Mr. Bussard not only collected 78s; he also built a basement studio in his parents’ house in the 1950s to make his own. Under his Fonotone label, he recorded artists like the Possum Holler Boys, a country and rockabilly band, and the Tennessee Mess Arounders, a blues group (he was a member of both), as well as the influential fingerstyle guitarist John Fahey. (He later moved his collection and his studio to the house he shared with his wife and daughter.)

Mr. Bussard was one of the “characters” (so to speak) profiled in Amanda Petrusich’s Do Not Sell At Any Price: The Wild, Obsessive Hunt for the World’s Rarest 78rpm Records (affiliate link), a book that I both liked and found depressing.

Lawrence emailed an obit for Drew Ford, of It’s Alive Comics.

A graphic novel publisher that specialised in bringing out-of-print indie comic books back into print, as well as continuing and concluding stories where it could, and generating brand new ones, It’s Alive Press recently launched a crowdfunding campaign to revive the eighties black-and-white comic book series, Fish Police. Drew Ford had struggled with fulfilment issues of late, but there is no doubt he was a major contributor to the American comics industry in honouring its past heroes and bringing deserved attention to projects and people that time had forgotten – or at least not thought about for some time.

Edited to add: I forgot I wanted to include this one. Antonio Inoki.

Inoki entered politics in 1989 after winning a seat in the upper house, one of Japan’s two chambers of parliament, and headed the Sports and Peace Party. He traveled to Iraq in 1990 to win the release of Japanese citizens who were held hostage there.

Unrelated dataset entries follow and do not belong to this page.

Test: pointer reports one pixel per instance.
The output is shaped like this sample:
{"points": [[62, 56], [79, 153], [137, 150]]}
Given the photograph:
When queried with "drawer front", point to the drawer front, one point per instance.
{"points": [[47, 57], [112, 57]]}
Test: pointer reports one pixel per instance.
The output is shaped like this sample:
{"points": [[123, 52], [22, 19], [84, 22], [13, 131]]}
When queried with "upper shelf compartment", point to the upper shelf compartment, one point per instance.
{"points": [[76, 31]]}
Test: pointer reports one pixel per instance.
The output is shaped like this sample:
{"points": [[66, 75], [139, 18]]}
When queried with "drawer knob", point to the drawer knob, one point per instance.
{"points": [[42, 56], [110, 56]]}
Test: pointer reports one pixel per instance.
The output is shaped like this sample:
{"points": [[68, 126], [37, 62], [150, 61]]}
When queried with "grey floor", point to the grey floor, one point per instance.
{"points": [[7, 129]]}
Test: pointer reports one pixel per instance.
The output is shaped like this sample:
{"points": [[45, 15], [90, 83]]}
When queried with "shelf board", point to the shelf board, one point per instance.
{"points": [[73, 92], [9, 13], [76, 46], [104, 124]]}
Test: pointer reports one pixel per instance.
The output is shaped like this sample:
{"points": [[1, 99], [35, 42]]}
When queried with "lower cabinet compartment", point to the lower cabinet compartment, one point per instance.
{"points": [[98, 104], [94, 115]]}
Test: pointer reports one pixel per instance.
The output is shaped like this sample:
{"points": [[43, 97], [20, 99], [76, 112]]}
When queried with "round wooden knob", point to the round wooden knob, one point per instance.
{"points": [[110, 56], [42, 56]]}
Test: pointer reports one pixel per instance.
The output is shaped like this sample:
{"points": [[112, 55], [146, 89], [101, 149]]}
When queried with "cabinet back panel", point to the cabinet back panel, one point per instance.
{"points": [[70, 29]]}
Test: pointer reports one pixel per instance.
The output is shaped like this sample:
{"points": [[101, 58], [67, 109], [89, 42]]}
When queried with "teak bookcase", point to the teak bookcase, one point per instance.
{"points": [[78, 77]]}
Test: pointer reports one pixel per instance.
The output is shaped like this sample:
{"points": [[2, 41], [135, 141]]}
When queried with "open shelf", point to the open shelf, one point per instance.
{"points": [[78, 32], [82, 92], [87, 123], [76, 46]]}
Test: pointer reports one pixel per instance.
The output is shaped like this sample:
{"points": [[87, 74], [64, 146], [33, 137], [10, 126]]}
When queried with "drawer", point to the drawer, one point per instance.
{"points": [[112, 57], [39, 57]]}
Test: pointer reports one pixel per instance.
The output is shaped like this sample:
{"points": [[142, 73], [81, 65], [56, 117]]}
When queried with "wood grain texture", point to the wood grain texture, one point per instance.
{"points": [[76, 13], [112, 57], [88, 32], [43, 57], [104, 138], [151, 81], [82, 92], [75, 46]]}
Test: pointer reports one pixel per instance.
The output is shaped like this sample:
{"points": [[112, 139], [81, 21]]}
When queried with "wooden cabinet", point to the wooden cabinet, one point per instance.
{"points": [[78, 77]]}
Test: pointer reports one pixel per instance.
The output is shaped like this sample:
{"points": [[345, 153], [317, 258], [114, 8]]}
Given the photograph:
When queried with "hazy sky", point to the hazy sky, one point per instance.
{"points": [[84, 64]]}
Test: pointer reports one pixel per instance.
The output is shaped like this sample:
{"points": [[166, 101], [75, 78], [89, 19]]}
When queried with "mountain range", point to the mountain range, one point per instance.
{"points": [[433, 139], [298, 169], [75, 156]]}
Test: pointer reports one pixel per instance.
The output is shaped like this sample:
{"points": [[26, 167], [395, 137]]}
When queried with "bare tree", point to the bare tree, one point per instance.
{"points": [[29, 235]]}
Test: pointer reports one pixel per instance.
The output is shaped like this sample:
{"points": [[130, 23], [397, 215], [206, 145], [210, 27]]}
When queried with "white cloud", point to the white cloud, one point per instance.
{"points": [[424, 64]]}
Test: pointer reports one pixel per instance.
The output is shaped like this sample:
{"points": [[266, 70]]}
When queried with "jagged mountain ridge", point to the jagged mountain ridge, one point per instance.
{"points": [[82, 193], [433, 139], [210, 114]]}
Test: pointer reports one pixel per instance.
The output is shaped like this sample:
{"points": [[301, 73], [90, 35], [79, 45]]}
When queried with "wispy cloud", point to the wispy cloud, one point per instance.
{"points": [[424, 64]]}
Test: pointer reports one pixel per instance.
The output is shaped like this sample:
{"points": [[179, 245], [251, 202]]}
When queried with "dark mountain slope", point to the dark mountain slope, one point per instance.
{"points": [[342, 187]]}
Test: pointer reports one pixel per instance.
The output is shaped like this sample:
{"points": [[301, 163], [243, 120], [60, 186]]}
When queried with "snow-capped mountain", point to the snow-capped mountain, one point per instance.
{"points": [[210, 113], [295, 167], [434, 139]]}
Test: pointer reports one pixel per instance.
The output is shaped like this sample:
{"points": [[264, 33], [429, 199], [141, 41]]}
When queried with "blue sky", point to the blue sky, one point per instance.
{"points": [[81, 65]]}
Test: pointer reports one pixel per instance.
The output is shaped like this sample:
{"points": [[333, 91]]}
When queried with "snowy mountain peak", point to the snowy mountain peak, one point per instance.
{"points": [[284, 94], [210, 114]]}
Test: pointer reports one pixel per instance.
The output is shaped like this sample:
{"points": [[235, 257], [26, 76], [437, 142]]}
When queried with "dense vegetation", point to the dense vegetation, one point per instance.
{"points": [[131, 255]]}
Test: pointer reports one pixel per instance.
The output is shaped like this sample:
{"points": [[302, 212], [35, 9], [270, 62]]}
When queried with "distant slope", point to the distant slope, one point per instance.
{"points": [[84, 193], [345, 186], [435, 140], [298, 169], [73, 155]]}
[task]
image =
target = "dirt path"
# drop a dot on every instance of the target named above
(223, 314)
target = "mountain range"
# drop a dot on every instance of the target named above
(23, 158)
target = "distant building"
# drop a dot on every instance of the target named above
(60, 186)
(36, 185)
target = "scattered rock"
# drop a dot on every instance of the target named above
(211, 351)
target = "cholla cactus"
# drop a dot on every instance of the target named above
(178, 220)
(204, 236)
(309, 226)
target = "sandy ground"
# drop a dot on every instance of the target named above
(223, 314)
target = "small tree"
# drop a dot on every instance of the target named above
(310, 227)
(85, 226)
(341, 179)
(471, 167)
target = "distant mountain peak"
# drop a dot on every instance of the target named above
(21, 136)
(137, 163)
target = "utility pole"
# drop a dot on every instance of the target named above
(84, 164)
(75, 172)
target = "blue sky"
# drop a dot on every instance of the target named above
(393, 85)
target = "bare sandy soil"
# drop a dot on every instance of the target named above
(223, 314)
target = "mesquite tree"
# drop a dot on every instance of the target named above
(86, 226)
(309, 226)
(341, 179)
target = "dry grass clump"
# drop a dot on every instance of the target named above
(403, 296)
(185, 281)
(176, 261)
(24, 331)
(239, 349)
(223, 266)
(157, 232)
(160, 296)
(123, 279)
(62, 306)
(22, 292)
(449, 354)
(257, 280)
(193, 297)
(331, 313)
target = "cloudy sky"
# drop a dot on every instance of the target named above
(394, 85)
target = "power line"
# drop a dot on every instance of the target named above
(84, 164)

He was also a professional wrestler.

Inoki brought Japanese pro-wrestling to fame and pioneered mixed martial arts matches between top wrestlers and champions from other combat sports like judo, karate and boxing.

Perhaps most famously, he fought Muhammad Ali in a MMA match in 1976.

The result of the fight, a draw, has long been debated by the press and fans.